In der Wohnungspolitik in Düsseldorf fehlt der Mut - Kolumne „Die Woche im Rathaus“

Kolumne „Die Woche im Rathaus“: In der Düsseldorfer Wohnungspolitik fehlt der Mut

Das Handlungskonzept Wohnen reicht längst nicht mehr aus, um in der Landeshauptstadt genug bezahlbaren Wohnraum zu schaffen.

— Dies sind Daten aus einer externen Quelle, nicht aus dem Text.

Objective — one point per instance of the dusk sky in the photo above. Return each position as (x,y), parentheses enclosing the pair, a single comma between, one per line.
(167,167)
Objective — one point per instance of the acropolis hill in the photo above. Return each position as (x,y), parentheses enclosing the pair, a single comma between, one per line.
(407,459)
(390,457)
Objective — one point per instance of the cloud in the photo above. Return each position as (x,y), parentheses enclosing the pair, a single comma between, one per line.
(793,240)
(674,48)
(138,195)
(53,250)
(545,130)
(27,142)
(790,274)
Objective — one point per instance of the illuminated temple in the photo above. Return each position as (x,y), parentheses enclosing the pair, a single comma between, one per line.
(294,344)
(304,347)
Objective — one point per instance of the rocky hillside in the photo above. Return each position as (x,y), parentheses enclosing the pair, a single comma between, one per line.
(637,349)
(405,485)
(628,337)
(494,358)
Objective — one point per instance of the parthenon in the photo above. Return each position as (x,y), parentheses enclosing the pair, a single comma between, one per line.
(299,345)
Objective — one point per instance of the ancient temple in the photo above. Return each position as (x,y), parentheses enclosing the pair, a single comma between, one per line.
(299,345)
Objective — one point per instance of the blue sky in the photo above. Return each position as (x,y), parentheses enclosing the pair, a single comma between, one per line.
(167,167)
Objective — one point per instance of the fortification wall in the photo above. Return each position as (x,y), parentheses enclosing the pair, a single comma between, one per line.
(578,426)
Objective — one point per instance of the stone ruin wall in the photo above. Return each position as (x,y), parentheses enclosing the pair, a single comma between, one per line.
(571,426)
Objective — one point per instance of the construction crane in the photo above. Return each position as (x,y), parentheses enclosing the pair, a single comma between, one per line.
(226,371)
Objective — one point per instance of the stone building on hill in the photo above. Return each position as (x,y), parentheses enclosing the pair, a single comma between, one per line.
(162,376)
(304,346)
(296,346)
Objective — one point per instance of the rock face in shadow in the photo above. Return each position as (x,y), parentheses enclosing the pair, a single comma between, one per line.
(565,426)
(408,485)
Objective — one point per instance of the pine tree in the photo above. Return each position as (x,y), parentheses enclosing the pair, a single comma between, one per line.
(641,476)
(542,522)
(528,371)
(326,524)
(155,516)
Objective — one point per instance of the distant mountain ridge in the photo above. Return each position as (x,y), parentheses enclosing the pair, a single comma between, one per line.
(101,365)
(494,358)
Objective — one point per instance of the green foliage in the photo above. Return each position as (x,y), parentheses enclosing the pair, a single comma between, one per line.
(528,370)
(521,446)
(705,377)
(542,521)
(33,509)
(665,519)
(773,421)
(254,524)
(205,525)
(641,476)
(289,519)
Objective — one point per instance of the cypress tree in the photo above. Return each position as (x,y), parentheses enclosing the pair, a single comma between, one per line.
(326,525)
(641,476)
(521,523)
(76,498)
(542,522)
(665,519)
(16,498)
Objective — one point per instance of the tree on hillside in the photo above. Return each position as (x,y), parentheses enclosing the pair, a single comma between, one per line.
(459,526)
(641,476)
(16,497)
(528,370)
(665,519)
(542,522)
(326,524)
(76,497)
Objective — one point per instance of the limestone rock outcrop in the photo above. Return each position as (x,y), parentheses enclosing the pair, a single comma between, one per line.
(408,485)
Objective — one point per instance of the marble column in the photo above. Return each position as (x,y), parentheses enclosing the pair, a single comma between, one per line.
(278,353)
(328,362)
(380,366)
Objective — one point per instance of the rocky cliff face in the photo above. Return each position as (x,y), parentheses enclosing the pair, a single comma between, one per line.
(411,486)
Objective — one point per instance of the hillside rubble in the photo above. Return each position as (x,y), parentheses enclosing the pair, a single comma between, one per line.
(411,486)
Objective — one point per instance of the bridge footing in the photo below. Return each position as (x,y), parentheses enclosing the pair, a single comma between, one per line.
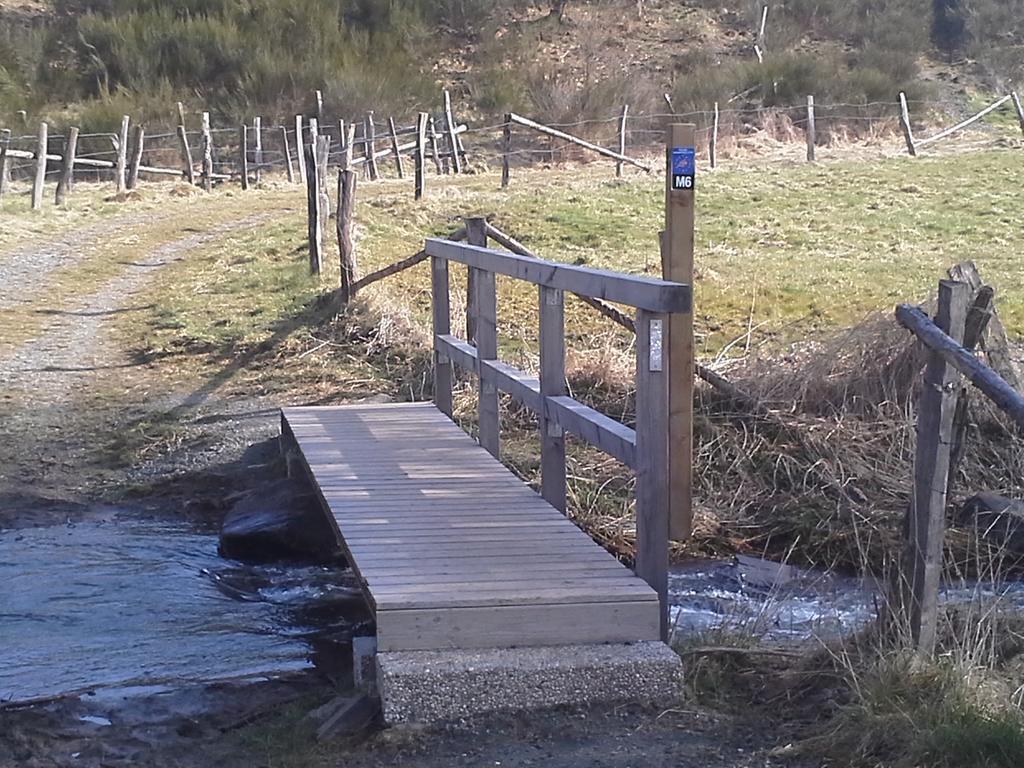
(444,685)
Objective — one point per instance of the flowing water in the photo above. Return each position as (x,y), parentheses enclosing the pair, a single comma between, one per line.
(103,605)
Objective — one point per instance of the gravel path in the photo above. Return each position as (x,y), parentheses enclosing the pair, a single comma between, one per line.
(45,370)
(24,271)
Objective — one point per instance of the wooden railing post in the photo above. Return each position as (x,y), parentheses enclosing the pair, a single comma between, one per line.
(40,178)
(442,327)
(483,311)
(136,158)
(552,385)
(346,247)
(652,457)
(677,265)
(244,155)
(67,167)
(927,513)
(121,167)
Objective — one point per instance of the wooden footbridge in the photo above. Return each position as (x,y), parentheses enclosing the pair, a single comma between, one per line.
(453,549)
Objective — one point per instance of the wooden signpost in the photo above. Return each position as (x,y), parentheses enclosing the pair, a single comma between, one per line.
(677,265)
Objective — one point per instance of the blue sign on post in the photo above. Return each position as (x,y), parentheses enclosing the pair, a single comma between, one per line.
(684,167)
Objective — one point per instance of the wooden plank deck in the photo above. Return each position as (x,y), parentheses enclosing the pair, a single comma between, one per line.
(453,549)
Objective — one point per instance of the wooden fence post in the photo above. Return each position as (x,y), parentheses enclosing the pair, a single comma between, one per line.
(438,167)
(1020,109)
(300,153)
(622,139)
(904,121)
(121,167)
(677,265)
(314,211)
(41,150)
(186,160)
(258,148)
(440,300)
(926,515)
(713,144)
(346,248)
(136,158)
(289,164)
(370,137)
(244,155)
(507,151)
(4,166)
(552,303)
(810,129)
(484,311)
(67,167)
(207,154)
(652,457)
(453,139)
(349,139)
(394,147)
(421,156)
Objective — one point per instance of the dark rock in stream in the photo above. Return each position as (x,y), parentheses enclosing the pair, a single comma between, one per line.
(998,518)
(282,520)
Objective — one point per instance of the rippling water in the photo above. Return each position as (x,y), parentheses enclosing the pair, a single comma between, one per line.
(116,604)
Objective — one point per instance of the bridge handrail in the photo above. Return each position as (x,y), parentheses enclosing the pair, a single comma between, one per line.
(645,449)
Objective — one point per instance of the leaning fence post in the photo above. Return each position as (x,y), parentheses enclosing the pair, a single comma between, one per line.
(652,458)
(136,158)
(68,167)
(622,139)
(314,211)
(438,167)
(926,514)
(258,148)
(394,148)
(369,137)
(300,154)
(122,162)
(810,129)
(244,155)
(1019,108)
(346,249)
(421,156)
(713,144)
(40,179)
(289,164)
(453,139)
(506,151)
(4,167)
(207,154)
(904,121)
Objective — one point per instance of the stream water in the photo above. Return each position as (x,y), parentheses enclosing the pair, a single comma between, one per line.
(137,605)
(103,605)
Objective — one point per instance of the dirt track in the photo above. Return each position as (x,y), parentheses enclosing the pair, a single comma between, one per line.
(66,391)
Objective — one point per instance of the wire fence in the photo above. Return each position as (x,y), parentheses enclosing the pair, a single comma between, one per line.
(721,134)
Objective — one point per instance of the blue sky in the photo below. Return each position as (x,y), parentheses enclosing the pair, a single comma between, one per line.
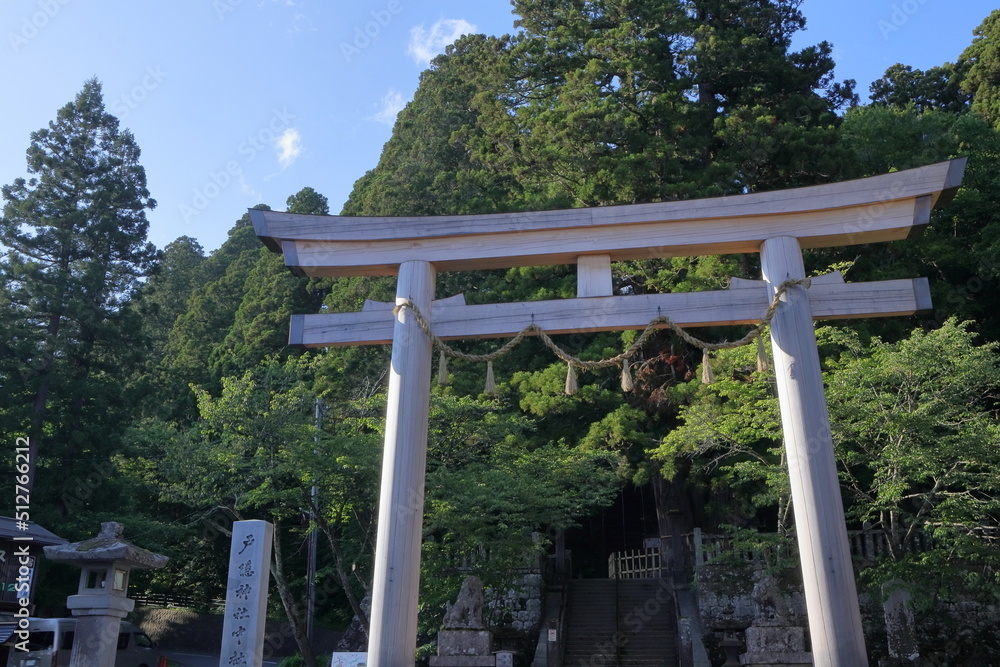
(239,102)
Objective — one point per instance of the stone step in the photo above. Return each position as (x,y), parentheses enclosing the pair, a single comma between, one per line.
(641,612)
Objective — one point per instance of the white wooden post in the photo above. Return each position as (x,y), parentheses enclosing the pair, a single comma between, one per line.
(827,573)
(393,636)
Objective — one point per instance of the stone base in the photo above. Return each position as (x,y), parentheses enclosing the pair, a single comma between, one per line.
(465,643)
(775,639)
(463,661)
(770,659)
(776,645)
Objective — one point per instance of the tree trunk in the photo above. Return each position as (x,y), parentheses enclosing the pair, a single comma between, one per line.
(345,580)
(292,610)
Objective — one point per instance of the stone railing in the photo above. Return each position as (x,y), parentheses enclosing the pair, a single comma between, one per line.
(867,546)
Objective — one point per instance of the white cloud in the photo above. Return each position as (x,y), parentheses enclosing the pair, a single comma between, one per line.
(392,103)
(425,44)
(288,145)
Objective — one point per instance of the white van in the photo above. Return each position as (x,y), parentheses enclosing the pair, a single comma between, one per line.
(51,639)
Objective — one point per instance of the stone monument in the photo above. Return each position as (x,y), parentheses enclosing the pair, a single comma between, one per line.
(101,603)
(464,641)
(772,639)
(246,594)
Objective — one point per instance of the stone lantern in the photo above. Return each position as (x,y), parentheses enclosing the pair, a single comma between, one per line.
(101,602)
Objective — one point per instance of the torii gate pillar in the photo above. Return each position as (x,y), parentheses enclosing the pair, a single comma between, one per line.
(827,573)
(775,224)
(396,584)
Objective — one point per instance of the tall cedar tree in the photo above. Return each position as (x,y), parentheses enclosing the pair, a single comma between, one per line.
(75,240)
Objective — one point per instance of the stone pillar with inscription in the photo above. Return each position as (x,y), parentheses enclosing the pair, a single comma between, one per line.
(246,595)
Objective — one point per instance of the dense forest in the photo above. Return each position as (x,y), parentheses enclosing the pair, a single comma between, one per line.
(157,387)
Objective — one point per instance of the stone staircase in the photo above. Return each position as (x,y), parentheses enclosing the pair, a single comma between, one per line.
(632,624)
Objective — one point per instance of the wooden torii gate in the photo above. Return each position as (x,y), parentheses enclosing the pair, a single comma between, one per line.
(778,225)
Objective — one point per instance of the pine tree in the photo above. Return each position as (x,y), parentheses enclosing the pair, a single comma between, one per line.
(75,234)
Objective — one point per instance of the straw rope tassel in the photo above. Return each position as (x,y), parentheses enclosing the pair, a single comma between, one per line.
(707,377)
(571,385)
(627,384)
(442,369)
(763,361)
(491,384)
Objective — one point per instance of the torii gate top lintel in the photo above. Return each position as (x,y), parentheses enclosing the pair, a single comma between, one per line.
(880,208)
(778,225)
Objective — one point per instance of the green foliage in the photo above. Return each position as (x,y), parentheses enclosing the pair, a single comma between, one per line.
(939,88)
(74,236)
(982,80)
(729,437)
(916,428)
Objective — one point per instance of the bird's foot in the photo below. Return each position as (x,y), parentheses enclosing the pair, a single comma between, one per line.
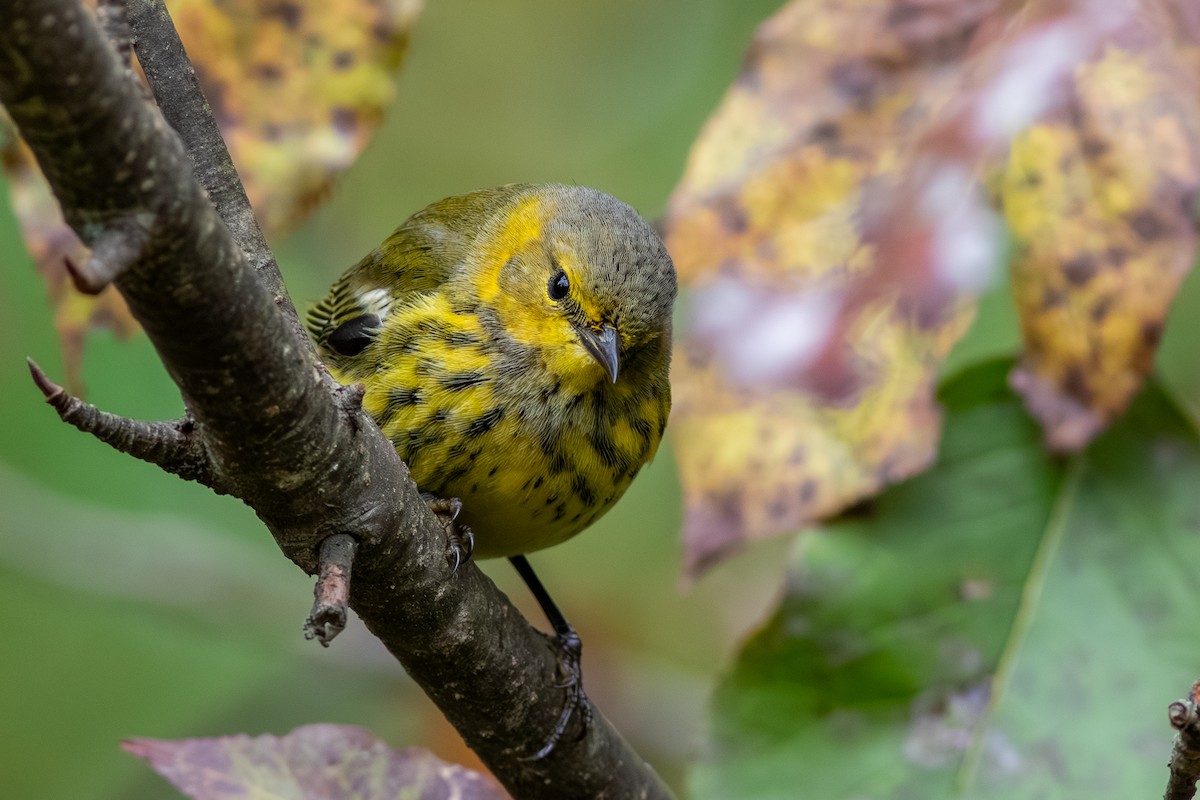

Neues Jahr, neues Glück: Wird es die Stadt in diesem Jahr schaffen, die von Oberbürgermeister Thomas Geisel angekündigten 3000 neuen Wohnungen pro Jahr zu realisieren? Und werden sie bezahlbar sein? Wagen wir mal einen vorsichtigen Blick in die Zukunft: vermutlich nicht. Bislang wurde dieses Ziel nämlich noch nie eingehalten. Für das Problem auf dem Wohnungsmarkt ist das aber auch gar nicht so entscheidend. Denn: So viel bauen wie möglich ist nicht der Schlüssel zu mehr Wohnraum, dafür braucht es viele Lösungen und Ansätze. Doch für die fehlt in der Politik oft der Mut.

Nehmen wir zum Beispiel das Handlungskonzept Wohnen: 2013 von der Politik verabschiedet, 2016 angepasst, sieht es derzeit vor, dass mindestens 20 und bis zu 30 Prozent der neu gebauten Wohnungen öffentlich gefördert und mindestens 10 bis zu 20 Prozent preisgedämpft sein sollen.

Das reicht nicht. Und diese Erkenntnis haben auch Teile der Stadtpolitik bereits gehabt, die Grünen forderten im Sommer, die Quote für bezahlbaren Wohnraum auf mindestens 50 Prozent zu erhöhen, Bürgermeister Wolfgang Scheffler (ebenfalls Grüne) ging in einem Interview mit unserer Redaktion sogar weiter und forderte eine 100-Prozent-Quote für Sozialwohnungen beim Neubau. An das Konzept müsse man mal ran, heißt es immer wieder.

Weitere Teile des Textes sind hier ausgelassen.